My interpretation is that Thanos is for massive scale, perhaps suitable for gitlab but most organisations would manage with just prometheus to start with and might scale up to thanos later.

Is this a correct observation?

Either that or just use basic Thanos setup (as described in a blog post) that gives you better Prometheus HA support and global view. You can always add setup for long-term metric retention later on.

Yes, a single Prometheus server can probably handle the scale of most SaaS applications.

Great project - just wanted to mention Cortex which is a different take on long-term large-scale Prometheus.


Best to read the design document [1] to learn more about the different choices that Cortex makes.

Also no connotations of large-scale destruction :-)

(Note I work on Cortex)

1: http://goo.gl/prdUYV

Is Weaveworks Cortex completely open source? Does it require Weave Cloud subscription to post messages to Slack?

Yes it is Open Source: the whole project is on GitHub, Apache 2 licenced.

Posting to Slack (and OpsGenie, PagerDuty, etc) is a feature of the Prometheus AlertManager, which Cortex builds upon, no subscription required.

The commercial Weave Cloud product gives you a hosted instance of the same code, storage - we ingest all your metrics and store them for a year - and a nice GUI with user logins, team permissions, etc. Plus the Deploy and Explore features which are hosted versions of two more Open Source projects.

(disclaimer: I work at Improbable)

The reason why we built Thanos was to enable monitoring of large scale simulation systems, which are inherently stateful, such as the Survival demo (link https://youtu.be/lGWON5TtS04).

We use Thanos to provide the observability features (monitoring in particular) to Workers (i.e. user processes we run on our Cloud) that perform the simulation. You can have multiple Workers collaborating on a simulation of the economics or ecology that export monitoring variables that you want to track.

Since the simulation is inherently dynamic, and the number of Workers can change, Thanos helps us with achieving the necessary scale and retention for a hosted platform that is SpatialOS.

I would love to hear any experiences folks here have with this. We are seriously looking at it right now.

(disclaimer: Blog post co-author) You are welcome to join our growing community to know more. (: Follow slack join button here: https://github.com/improbable-eng/thanos

I suggest the second part of this talk from the last Kubecon https://www.youtube.com/watch?v=IpGfmmJ2hcw

Wow.
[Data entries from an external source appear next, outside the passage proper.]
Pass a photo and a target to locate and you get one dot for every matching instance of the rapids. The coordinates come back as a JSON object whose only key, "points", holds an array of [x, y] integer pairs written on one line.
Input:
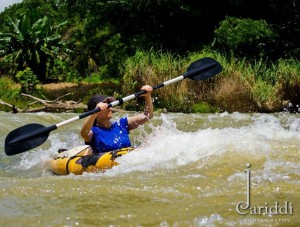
{"points": [[186, 170]]}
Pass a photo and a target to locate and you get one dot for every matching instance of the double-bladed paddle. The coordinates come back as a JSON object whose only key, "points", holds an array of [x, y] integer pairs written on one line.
{"points": [[30, 136]]}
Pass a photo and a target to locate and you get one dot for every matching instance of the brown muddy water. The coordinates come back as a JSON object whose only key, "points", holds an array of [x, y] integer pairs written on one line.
{"points": [[187, 170]]}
Nice to see my talk here. If you have any questions, feel free to ask.

Fantastic, thanks!

Thanos seems like the closest thing to a silver bullet for Prometheus missing features (as by design).

Quick question:

In a multi Prometheus setup, if all the Thanos nodes are behind a load balancer (without sticky sessions), do a particular query from a dashboard interface like Grafana to that Load Balancer result in the same dataset, if run multiple times?

If by "Thanos nodes" you mean Thanos querier instances, then yes -> Does not matter to which one you actually ask. All have the same view and access to the old metrics (Store Gateway) and fresh ones (Prometheus+Sidecar - Scraper)

Thanks, that's exactly what I was looking for

Storing the Prometheus data in long term storage raises one question for me... what is the process for upgrading the TSDB data format when it changes over time?

The format already went through one format change since Thanos was started. The format encodes a version itself and Thanos simply supports reading multiple ones.

What app did you use to make those beautiful diagrams?

My hands + Google Drawing (: (blog post co-author here)

Can grafana query Thanos directly? or will a datasource plugin be required?

The Thanos query nodes have the same interface as Prometheus itself, including the web UI (with a few small changes), so you can just use the same Prometheus plugin pointed at Thanos.